Reputation: 431
I test the scalability of a MapReduce based algorithm with increasing number of reducers. It looks fine generally (the time decreases with increasing reducers). But the time of the job always decreases significantly when the reducer reach certain number (30 in my hadoop cluster) instead of decreasing gradually. What are the possible causes?
Something about My Hadoop Job: (1) Light Map Phase. Only a few hundred lines input. Each line will generate around five thousand key-value pairs. The whole map phase won't take more than 2 minutes. (2) Heavy Reduce Phase. Each key in the reduce function will match 1-2 thousand values. And the algorithm in reduce phase is very compute intensive. Generally the reduce phase will take around 30 minutes to be finished.
Time performance plot:
Upvotes: 0
Views: 181
Reputation: 26
it should be because of high no of key-value pair.
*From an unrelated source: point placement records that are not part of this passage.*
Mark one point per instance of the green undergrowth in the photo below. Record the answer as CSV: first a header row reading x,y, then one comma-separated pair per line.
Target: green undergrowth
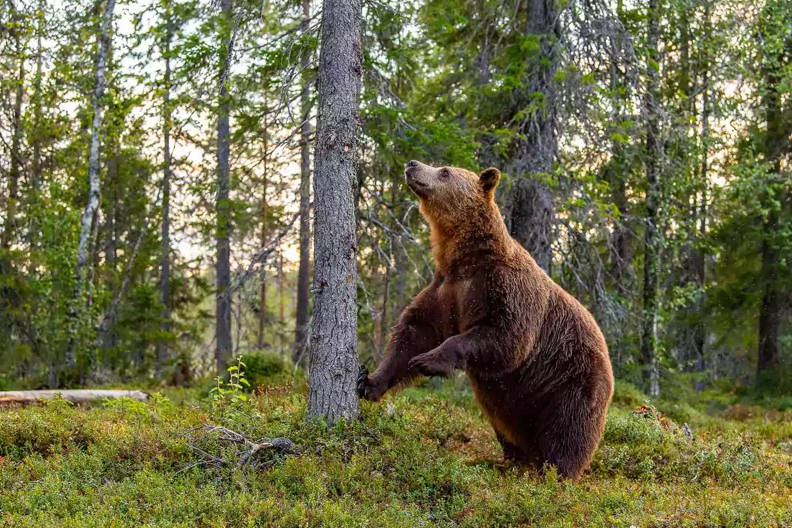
x,y
423,457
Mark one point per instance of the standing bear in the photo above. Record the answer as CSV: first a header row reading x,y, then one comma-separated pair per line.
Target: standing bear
x,y
536,359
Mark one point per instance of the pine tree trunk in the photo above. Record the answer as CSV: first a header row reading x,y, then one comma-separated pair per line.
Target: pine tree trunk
x,y
94,182
771,309
223,264
700,331
334,362
263,242
164,286
14,173
651,235
38,102
304,271
531,215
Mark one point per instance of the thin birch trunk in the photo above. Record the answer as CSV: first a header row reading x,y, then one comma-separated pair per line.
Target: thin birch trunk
x,y
334,363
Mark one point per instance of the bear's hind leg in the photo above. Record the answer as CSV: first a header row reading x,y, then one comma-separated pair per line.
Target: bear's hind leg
x,y
570,442
514,453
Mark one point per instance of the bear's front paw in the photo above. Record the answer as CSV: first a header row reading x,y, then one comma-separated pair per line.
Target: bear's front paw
x,y
366,389
431,364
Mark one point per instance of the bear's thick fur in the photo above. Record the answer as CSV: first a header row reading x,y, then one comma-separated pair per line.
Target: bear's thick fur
x,y
536,358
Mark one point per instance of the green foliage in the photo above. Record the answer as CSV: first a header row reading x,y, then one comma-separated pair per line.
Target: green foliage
x,y
416,458
266,368
230,393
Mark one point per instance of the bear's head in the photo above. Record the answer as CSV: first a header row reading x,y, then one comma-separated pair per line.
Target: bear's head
x,y
451,193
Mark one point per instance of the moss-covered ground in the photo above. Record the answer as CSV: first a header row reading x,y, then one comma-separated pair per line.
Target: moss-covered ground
x,y
422,457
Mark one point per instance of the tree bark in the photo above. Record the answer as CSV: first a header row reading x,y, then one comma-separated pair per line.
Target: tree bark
x,y
10,224
223,210
304,270
700,330
163,352
263,242
531,216
334,362
38,102
94,180
775,144
651,235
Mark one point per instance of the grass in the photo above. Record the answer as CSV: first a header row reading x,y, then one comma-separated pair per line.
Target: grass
x,y
423,457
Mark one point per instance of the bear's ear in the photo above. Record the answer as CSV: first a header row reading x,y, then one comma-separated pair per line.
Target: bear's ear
x,y
489,179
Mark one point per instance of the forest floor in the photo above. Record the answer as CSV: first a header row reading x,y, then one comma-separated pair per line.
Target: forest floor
x,y
423,457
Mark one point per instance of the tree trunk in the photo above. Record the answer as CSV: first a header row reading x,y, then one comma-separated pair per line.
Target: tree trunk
x,y
94,182
163,352
223,210
38,102
700,330
263,240
334,362
531,214
304,271
770,312
651,235
9,228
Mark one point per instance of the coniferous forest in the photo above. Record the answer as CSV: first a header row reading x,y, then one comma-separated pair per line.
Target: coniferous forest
x,y
201,196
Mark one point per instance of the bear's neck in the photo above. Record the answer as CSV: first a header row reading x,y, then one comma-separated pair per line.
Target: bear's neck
x,y
464,243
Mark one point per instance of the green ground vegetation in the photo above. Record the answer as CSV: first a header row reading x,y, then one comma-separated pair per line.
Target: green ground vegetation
x,y
422,457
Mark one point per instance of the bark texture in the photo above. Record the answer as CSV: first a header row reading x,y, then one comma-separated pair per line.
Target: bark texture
x,y
164,285
531,214
222,207
94,177
651,236
304,271
334,362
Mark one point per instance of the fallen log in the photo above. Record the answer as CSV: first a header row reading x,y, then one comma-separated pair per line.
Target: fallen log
x,y
74,396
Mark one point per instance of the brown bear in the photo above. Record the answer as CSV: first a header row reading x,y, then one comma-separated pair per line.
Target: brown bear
x,y
536,359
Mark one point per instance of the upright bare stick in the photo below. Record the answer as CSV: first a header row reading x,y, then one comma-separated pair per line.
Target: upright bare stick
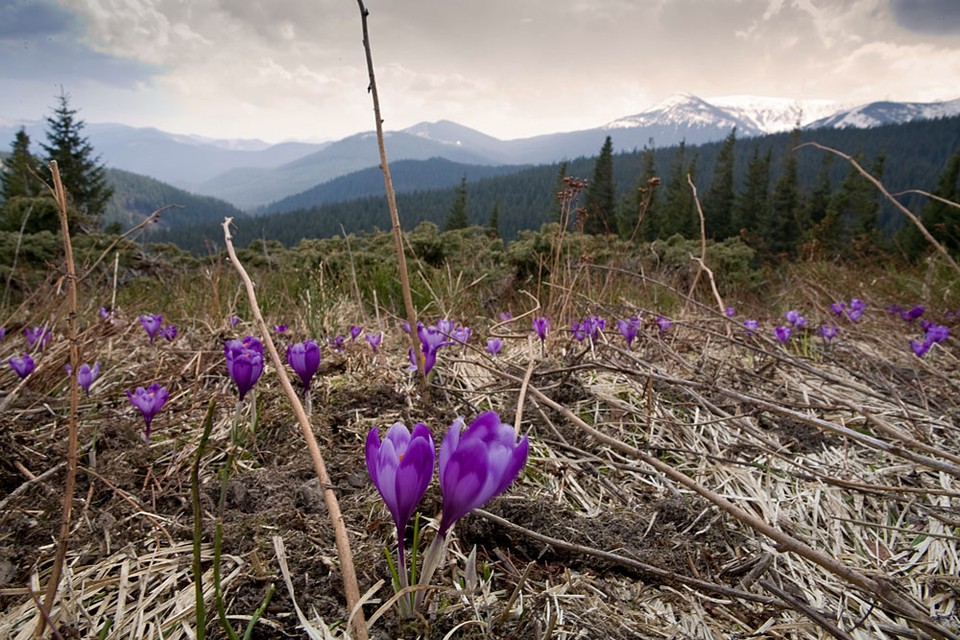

At specific no of reducers they are getting equally distributed to the reducers, which is resulting in all reducer performing the task at almost same time.Otherwise it might be the case that combiner keeps on waiting for 1 or 2 heavily loaded reducers to finish there job.
Upvotes: 0
Reputation: 4499
IMHO it could be that with sufficient number of reducers
available the network IO (to transfer intermediate results) between each reduce stage decreases.
As network IO is usually the bottleneck in most Map-Reduce programs. This decrease in network IO needed will give significant improvement.
Upvotes: 0